On a system where docker is installed, you can run the following to get the image and then start an interactive shell:
docker pull mziemann/meth_analysis
docker run -it --entrypoint /bin/bash mziemann/meth_analysis
Once inside the image, you can access all those dependancies, and perform those analyses. You can use the wormhole tool to copy results files out of the container, or just exit the container and then use docker cp command to fetch what you need.
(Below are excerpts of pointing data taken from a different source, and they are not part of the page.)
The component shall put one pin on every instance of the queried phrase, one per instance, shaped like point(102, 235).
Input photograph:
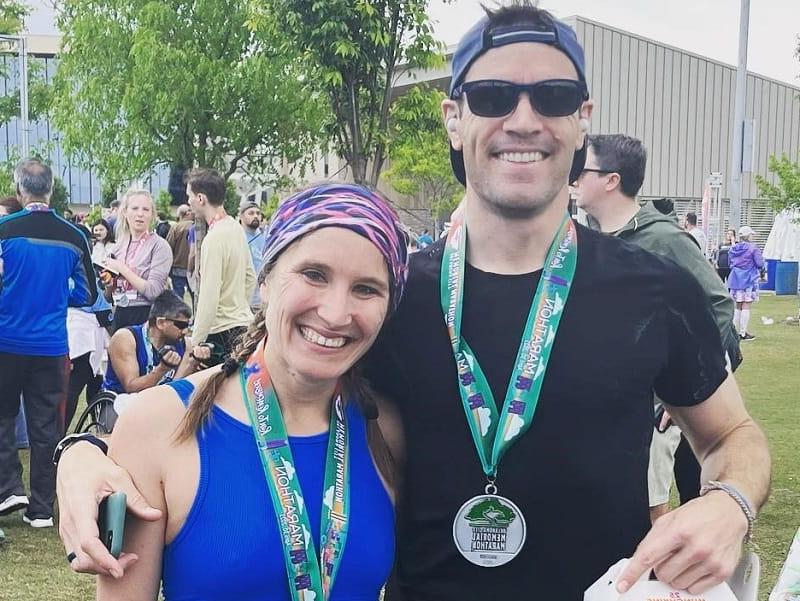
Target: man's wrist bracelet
point(741, 500)
point(70, 440)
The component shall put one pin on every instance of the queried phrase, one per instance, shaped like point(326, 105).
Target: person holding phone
point(139, 264)
point(304, 504)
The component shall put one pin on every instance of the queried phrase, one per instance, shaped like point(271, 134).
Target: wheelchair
point(99, 417)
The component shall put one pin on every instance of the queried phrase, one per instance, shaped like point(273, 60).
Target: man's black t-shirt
point(633, 323)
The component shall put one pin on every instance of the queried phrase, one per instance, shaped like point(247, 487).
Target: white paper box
point(744, 582)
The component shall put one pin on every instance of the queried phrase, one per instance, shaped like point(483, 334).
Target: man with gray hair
point(47, 266)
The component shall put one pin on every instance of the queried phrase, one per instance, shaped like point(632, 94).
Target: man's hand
point(85, 478)
point(201, 353)
point(170, 360)
point(692, 548)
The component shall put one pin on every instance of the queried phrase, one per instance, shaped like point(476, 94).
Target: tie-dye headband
point(349, 206)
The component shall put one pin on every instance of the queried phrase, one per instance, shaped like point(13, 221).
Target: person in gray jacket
point(606, 189)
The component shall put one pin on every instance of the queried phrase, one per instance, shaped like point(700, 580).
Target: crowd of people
point(480, 418)
point(104, 310)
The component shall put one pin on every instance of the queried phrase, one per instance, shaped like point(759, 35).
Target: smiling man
point(528, 414)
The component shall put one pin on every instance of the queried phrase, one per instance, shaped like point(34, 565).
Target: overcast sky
point(706, 27)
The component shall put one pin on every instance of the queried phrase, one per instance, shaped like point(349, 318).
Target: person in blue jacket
point(41, 253)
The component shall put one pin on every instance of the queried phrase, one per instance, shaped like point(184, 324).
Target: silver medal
point(489, 530)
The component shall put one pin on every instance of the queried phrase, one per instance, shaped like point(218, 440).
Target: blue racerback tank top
point(229, 547)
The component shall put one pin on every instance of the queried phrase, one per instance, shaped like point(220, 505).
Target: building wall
point(83, 184)
point(681, 106)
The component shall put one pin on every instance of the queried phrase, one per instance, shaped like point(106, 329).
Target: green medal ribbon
point(306, 581)
point(493, 436)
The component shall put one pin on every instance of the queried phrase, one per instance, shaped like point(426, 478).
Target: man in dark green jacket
point(606, 189)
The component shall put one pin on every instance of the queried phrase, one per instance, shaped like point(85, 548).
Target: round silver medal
point(489, 530)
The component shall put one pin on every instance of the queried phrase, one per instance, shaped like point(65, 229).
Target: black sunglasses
point(178, 323)
point(496, 98)
point(600, 171)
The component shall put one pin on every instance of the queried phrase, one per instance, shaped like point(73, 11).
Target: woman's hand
point(117, 266)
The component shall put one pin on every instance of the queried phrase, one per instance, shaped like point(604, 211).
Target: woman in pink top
point(140, 261)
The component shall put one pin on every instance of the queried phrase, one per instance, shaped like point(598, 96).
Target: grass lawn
point(33, 566)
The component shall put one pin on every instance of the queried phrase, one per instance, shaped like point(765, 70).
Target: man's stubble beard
point(526, 209)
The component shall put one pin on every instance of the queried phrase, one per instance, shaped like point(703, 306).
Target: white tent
point(783, 243)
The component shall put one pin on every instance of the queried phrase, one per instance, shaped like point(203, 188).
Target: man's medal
point(489, 530)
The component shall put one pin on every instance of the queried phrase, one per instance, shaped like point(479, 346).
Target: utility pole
point(737, 150)
point(22, 56)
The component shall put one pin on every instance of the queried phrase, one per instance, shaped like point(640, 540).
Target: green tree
point(419, 152)
point(143, 83)
point(354, 51)
point(786, 193)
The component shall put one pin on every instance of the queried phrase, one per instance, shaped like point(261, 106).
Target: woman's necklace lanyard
point(493, 436)
point(306, 581)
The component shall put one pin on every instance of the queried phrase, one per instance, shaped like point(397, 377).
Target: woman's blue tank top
point(229, 546)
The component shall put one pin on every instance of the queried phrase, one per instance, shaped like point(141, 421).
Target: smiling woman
point(267, 468)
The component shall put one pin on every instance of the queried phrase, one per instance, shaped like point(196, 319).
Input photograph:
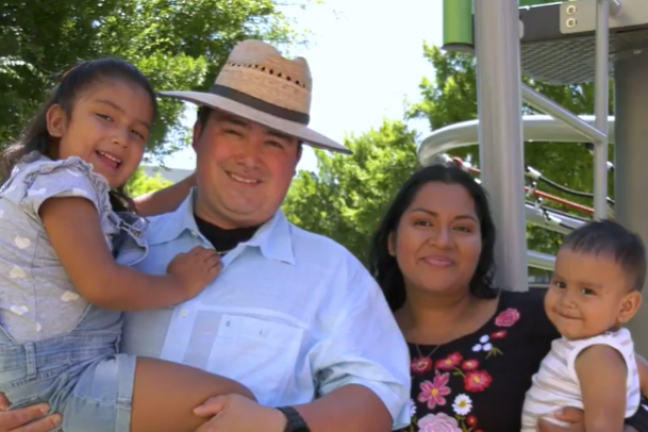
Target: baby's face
point(589, 295)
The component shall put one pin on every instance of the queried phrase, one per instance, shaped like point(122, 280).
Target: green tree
point(452, 97)
point(347, 196)
point(179, 44)
point(140, 183)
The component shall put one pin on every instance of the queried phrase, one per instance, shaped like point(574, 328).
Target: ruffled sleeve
point(37, 178)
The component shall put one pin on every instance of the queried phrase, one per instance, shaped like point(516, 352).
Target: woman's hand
point(29, 419)
point(574, 416)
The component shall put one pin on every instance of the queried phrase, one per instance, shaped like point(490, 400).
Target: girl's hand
point(194, 270)
point(28, 419)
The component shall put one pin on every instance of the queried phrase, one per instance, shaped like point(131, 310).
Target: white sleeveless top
point(556, 384)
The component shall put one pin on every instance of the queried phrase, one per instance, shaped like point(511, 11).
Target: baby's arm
point(74, 230)
point(602, 373)
point(642, 368)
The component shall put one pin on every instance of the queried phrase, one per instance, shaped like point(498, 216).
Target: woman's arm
point(165, 200)
point(73, 227)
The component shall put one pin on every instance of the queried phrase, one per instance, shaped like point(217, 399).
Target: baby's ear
point(56, 121)
point(629, 306)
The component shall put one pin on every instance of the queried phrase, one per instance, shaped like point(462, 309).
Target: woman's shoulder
point(528, 307)
point(530, 302)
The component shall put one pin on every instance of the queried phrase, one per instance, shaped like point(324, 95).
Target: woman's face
point(438, 240)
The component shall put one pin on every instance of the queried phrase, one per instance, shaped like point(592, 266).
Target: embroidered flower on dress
point(507, 318)
point(483, 345)
point(450, 362)
point(411, 405)
point(462, 405)
point(476, 381)
point(499, 334)
point(470, 365)
point(433, 392)
point(440, 422)
point(421, 365)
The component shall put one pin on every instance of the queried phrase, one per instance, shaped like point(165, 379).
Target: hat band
point(259, 104)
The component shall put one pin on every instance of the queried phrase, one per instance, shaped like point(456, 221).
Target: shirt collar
point(274, 238)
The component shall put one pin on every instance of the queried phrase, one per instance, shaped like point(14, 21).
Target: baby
point(595, 289)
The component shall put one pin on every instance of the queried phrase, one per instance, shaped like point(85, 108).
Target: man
point(293, 315)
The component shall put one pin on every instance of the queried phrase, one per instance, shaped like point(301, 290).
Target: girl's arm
point(74, 230)
point(602, 373)
point(165, 200)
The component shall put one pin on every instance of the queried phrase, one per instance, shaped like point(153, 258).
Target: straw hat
point(260, 85)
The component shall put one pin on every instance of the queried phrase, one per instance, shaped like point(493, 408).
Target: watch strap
point(295, 422)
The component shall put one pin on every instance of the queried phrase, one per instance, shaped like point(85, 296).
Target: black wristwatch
point(295, 421)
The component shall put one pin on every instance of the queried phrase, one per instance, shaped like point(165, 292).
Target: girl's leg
point(166, 393)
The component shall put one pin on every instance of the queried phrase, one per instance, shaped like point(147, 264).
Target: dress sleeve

For those of you on a shared system without docker or sudo access, you can still use this image, but you'll need to pick a tool like singularity or udocker which doesn't require root permissions. Personally I prefer udocker as it can be installed without sudo permissions, and the process is relatively simple. Once it is installed, you type the commands
udocker pull mziemann/meth_analysis
which will pull the image and start a new container. If you need to load some data into the container, this command can "mount" a folder into a location in the container so you can work with it.
udocker run --volume=/home/user/data:/analysis mziemann/meth_analysis /bin/bash
So feel free to remix the Dockerfile to your needs, create your own image for infinium methylation analysis with your favourite packages and rest easy that not only will your reproducibility be better, but installing stuff on a new computer will be a lot less painful.
*You may be wondering why I'm using a relatively old bioC version. The answer is that this is the newest one that can be supported on the server I'm using at my uni, which runs Ubuntu 20.04 LTS. I tried newer ones but it complained about missing system libraries that I could not fix.